Mahmoud Ahmadinejad, Président de la République

Malgré les conflits au sein du pouvoir, les deux principaux responsables de la République islamique d’Iran parviennent toujours à se mettre d’accord pour réprimer les journalistes et censurer la presse. Ces prédateurs sont unis pour éliminer les voix critiques et les médias indépendants.

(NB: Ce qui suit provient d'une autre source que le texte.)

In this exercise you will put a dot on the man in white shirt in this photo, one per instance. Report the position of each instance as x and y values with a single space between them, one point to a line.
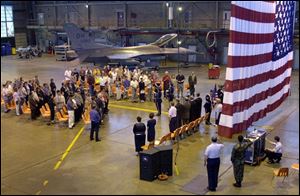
134 85
274 154
172 117
68 74
212 161
218 110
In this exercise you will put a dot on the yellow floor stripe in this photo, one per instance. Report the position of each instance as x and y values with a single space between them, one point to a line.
135 108
45 182
68 149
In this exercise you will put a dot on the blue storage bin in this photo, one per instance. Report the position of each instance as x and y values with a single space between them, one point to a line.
8 49
3 50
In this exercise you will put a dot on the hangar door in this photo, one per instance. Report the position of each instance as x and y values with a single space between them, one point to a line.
192 58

Depuis la réélection contestée de Mahmoud Ahmadinejad à la Présidence de la République islamique d’Iran le 12 juin 2009, une répression impitoyable s’est abattue sur tous les milieux d’opposition. Au cours de ces trois dernières années, un grand nombre de professionnels de l’information ont alterné périodes de détention arbitraire et de liberté surveillée, jusqu’à se résoudre à quitter l’Iran, de crainte que la prochaine arrestation ne devienne définitive. A ce jour, plus de 300 journalistes et blogueurs ont été arrêtés, 48 d’entre eux sont toujours emprisonnés en Iran. Près d’une centaine ont été contraints de fuir leur pays. Cet exode est le plus important depuis la révolution de 1979.

En tant que Président de la République, Mahmoud Ahmadinejad est directement responsable de cette répression qu’il a orchestrée, en lien avec le ministère des Renseignements et le ministère de la Culture et de l’Orientation islamique, placés sous sa responsabilité, et ce en étroite collaboration avec les Gardiens de la Révolution.

Près d’une vingtaine de médias ont été interdits par la Commission d’autorisation et de surveillance de la presse, organe de censure du ministère de la Culture et de l’Orientation islamique. Le harcèlement des journalistes et de leurs familles, les arrestations arbitraires, la détention au secret sont autant d’armes dont use le gouvernement pour se débarrasser de ces témoins gênants.

Le gouvernement de Mahmoud Ahmadinejad use de tous les moyens pour empêcher les radios et télévisions étrangères d’émettre en persan vers l’Iran. Les médias étrangers sont placés sous étroite surveillance et leurs correspondants locaux peuvent se voir retirer leur carte de presse à tout moment.

En 2011, de nombreux correspondants n’ont pas obtenu de prolongation de leur visa et ont dû quitter le pays.